As CI configurations become more complex, I find identifying where a job was defined more important. We use included pipelines/jobs quite often which sometimes makes tracking down the CI config a chore. It would be really neat if on a CI Job it pointed to the .gitlabci.yaml file that defined the job. Especially when the .gitlabci.yaml is not in the repo. E.G. Compliance pipelines or an included pipeline.

Here is an example pipeline I was trying to follow for a debian package I wanted to build myself…

https://salsa.debian.org/ribalda/ugrep/-/jobs/4133156

I can’t for the life of me figure out where that job is defined, the root repo doesn’t even have a .gitlabci.yaml in it. I assume this is a compliance pipeline defined at the org level but IDK.

Anyhow our team uses included pipelines that can make it equally interesting to try and tack down where a job came from… especially if an included job overrides another job.

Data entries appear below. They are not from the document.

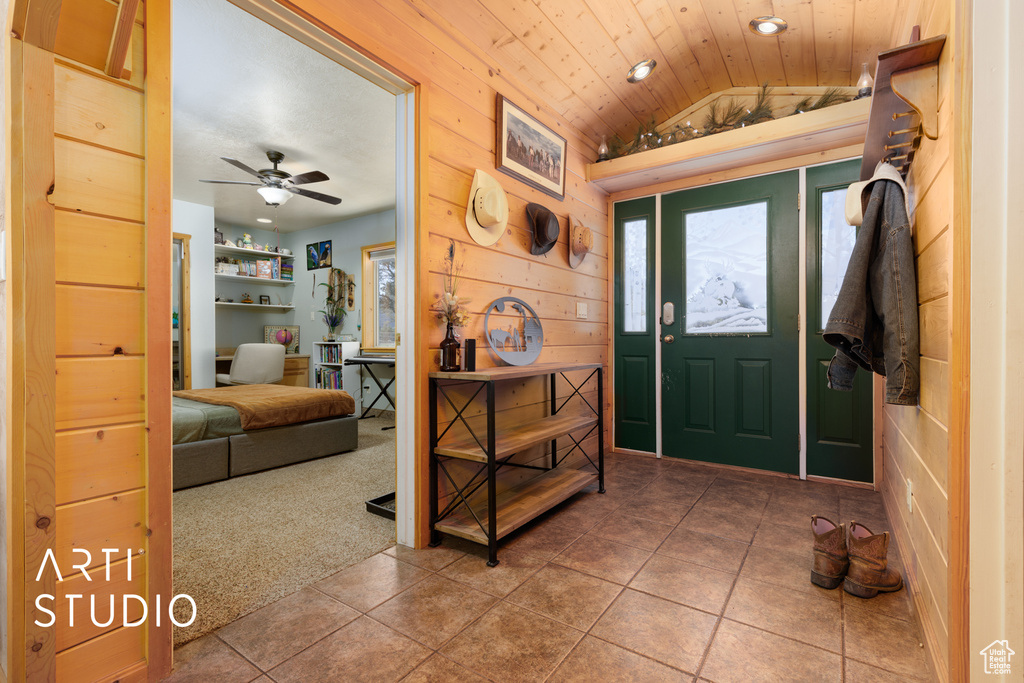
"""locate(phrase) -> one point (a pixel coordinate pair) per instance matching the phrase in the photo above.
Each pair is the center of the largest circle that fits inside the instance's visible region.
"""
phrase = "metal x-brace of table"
(369, 361)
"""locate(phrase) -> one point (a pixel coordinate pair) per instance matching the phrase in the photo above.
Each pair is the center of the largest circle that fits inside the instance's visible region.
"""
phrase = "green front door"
(730, 354)
(839, 423)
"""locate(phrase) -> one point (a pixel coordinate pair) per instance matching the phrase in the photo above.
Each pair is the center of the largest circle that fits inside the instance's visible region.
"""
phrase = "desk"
(369, 361)
(296, 368)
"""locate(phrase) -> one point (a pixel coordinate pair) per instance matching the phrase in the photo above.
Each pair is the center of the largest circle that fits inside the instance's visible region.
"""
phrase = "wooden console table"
(486, 517)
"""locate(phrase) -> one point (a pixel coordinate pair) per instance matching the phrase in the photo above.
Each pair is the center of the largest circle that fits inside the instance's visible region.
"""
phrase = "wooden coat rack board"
(905, 76)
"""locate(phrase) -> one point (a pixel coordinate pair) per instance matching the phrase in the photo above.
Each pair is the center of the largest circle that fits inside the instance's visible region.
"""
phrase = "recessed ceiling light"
(768, 26)
(641, 71)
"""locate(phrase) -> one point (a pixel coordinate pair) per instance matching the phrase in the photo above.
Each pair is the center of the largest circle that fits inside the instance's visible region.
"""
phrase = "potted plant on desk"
(334, 304)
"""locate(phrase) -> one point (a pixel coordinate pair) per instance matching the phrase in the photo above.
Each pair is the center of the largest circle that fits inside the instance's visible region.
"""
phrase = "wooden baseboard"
(932, 649)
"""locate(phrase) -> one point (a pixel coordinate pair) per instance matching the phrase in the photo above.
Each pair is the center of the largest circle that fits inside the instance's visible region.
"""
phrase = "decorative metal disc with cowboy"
(520, 340)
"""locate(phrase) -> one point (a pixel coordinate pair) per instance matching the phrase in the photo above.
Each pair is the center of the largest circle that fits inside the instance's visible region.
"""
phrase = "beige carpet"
(244, 543)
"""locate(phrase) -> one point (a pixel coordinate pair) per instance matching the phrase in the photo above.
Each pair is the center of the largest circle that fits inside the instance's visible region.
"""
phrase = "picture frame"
(517, 134)
(324, 254)
(288, 335)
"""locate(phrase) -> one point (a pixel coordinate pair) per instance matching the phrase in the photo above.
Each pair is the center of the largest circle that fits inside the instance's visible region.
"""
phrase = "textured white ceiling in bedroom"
(242, 87)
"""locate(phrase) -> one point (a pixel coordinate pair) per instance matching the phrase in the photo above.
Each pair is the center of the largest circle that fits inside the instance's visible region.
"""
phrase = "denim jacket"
(873, 324)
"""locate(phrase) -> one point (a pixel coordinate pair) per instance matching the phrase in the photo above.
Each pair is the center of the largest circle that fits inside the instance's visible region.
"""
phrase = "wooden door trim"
(32, 368)
(960, 353)
(158, 328)
(184, 315)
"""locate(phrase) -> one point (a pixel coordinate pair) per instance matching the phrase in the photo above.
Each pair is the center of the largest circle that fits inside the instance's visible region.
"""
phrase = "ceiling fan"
(276, 186)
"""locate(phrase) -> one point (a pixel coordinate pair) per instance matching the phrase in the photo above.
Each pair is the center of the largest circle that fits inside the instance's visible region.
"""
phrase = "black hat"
(545, 226)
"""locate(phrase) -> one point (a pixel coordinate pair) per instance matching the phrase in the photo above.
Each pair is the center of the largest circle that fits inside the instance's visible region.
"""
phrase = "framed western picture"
(325, 254)
(528, 151)
(286, 335)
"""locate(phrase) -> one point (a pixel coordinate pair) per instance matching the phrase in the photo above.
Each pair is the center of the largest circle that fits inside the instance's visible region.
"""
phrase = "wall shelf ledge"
(821, 130)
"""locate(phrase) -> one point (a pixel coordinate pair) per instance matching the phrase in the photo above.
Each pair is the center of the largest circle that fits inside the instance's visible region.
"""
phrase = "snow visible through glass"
(727, 270)
(838, 239)
(635, 276)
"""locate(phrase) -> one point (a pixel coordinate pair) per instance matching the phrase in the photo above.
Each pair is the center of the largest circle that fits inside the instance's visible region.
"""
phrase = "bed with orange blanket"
(228, 431)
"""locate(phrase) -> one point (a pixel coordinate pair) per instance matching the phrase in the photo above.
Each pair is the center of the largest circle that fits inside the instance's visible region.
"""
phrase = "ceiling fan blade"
(311, 176)
(314, 196)
(236, 163)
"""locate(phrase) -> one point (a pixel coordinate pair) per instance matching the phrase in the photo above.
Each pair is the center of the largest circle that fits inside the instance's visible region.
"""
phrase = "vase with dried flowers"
(334, 303)
(451, 309)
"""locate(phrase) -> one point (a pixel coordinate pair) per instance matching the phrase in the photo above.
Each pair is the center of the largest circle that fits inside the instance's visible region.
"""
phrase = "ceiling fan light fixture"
(273, 196)
(768, 26)
(640, 71)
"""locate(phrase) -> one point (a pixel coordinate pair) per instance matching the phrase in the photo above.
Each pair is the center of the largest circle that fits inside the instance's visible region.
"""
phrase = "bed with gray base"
(224, 450)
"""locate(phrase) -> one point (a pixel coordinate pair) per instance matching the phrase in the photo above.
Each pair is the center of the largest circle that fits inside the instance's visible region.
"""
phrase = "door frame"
(406, 91)
(800, 164)
(36, 24)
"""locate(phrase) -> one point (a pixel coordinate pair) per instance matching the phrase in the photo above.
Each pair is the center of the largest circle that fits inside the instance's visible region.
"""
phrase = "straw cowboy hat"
(545, 226)
(487, 210)
(581, 242)
(857, 194)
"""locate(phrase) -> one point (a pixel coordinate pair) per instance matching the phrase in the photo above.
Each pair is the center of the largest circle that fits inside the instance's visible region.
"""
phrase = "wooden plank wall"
(93, 470)
(460, 86)
(915, 440)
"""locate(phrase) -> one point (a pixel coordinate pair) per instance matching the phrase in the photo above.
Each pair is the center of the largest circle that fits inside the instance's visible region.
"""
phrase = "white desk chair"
(255, 364)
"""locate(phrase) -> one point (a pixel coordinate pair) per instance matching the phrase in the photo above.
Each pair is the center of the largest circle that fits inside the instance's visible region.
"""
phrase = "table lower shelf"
(517, 505)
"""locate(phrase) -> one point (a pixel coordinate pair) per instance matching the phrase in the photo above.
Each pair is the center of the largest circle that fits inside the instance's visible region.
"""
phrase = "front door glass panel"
(635, 276)
(726, 253)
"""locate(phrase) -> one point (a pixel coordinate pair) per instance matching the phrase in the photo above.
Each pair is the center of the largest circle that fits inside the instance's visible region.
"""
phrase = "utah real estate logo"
(997, 655)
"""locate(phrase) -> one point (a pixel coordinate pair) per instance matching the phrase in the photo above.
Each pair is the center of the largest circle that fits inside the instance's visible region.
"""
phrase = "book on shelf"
(328, 379)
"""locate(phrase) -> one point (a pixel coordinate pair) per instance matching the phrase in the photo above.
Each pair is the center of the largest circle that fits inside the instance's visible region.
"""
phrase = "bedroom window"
(378, 297)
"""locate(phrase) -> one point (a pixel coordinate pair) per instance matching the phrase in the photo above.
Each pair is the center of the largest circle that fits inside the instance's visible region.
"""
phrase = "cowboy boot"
(869, 572)
(830, 559)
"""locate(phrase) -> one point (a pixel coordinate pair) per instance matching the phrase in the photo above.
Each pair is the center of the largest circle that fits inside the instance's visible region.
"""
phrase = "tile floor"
(679, 572)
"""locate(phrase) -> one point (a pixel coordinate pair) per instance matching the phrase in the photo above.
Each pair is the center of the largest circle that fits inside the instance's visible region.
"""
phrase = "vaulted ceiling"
(576, 53)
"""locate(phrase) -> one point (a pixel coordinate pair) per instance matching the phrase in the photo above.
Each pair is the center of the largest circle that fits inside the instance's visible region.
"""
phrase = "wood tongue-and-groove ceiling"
(576, 53)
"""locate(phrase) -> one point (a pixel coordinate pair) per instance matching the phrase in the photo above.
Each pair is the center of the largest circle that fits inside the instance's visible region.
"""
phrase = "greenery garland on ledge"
(721, 116)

Anyone know if there is a way to do what I’m wanting for a particular job in a pipeline?

This could get easily out of hands, because you can override jobs in includes and you can have nested includes. So in theory a job can be defined in ci1.yaml which is included in ci2.yaml and overridden which is included in ci3.yaml and overridden again.

ci1.yaml:

job1:
  stage: test
  script:
    - echo hello
---
ci2.yaml:

include: 'ci1.yaml'

job1:
  image: ubuntu
  before_script:
    - echo before
---
ci3.yaml

include: 'ci2.yaml'

job1:
  image: debian
  script:
    - echo world

now in which “CI file” is the job configured?

Common approach is to name the jobs accordingly, so if your include is named “security” you could just name the job “security:job1”. Or use dedicated stages for included jobs.

EDIT: includes are always evaluated first, you can’t override local job with included one.

Agreed it can get out of hand, especially now with the compliance pipelines being triggered from outside your direct project. I think the answer should be that Gitlab keeps track of which thing overrode the other and then displays the source file in the job details and log view. Also we didn’t mention the ability to extend with templates. Having the ability to override and extend jobs etc. is a powerful way to make pipelines includable and modular within an organization, but it gets rather unwieldy when looking at a triggered pipeline. I think there should be a way to show where a thing is defined, even if it’s just a path/url to the file, and what rules triggered the job.

@dingus9

Welcome to the forum! There’s an open issue describing this type of functionality. It’s not currently scheduled. Feel free to comment with your use case and add a :+1: to show your support.

-James H, GitLab Product Manager, Analyze:Product Analtyics

I searched for a while trying to find such an issue, decided to run my thoughts here first before opening an issue. Thanks for pointing this one out!